Smoke.  It’s strictly forbidden as components in the tobacco smoke cause vascular spasm, increase the viscosity of blood and disturb blood circulation.  All this will lead to the development of, not only heart diseases, but also disorders of the vessels in the lower extremities (it can result in thrombosis and in the worst case – amputation). 

Some Statistics:

  • About 45% of on-the-job death cases of firefighters and 22% death cases of police officers are due to various heart diseases compared to the 15% in other types of jobs.  Shift work, long hours, exposure to various pollutants, unhealthy diet at work, stress and other risk factors such as high blood pressure play a considerable role.
  • In 2004, there was a study which revealed that older workers who lost their job because their place of work had been closed and not because of any health problems, had more than twice the risk of stroke than those who managed to keep their jobs.
  • A study conducted among British civil servants found that those who worked 11 hours or more per day have a 67% higher risk for coronary artery disease than those working 7 or 8 hours.
  • According to the CDC, employment status is also important when we considering heart threatening jobs.
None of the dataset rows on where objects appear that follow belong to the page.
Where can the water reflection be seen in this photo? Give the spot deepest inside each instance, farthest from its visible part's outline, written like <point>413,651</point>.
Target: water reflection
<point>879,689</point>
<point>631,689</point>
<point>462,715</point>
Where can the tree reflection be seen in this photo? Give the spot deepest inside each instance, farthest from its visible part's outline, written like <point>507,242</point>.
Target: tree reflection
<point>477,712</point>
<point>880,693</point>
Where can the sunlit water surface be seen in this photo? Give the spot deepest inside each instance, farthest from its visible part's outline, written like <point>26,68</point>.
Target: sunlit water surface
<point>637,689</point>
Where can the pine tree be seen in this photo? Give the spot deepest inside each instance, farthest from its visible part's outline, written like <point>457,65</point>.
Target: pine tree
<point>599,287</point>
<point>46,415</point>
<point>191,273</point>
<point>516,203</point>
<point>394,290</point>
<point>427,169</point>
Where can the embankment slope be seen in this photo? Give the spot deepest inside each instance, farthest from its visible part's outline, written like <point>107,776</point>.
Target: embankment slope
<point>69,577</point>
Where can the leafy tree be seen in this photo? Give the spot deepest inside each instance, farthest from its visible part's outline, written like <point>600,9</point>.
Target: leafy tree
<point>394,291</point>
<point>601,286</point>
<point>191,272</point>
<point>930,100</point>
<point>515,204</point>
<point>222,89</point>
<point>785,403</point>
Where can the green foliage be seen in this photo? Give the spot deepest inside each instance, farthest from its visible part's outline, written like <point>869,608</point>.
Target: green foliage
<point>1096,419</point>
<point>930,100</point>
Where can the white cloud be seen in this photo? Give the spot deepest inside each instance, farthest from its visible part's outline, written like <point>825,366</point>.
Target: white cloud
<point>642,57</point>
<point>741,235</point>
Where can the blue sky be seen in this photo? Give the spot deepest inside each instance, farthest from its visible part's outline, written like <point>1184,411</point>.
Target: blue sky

There was a study conducted between 2008 and 2012 that estimated the prevalence of stroke or coronary artery disease in adults aged <55 to be 1.9% of employed adults; whereas the numbers among those who were looking for work and those who were not in the labor force (students, disabled persons, homemakers, retired persons, and those who stopped looking for work) were even higher – 2.5% and 6.3% respectively.  It seems that even having a most dangerous job for your heart is still 3 times safer than having no job at all.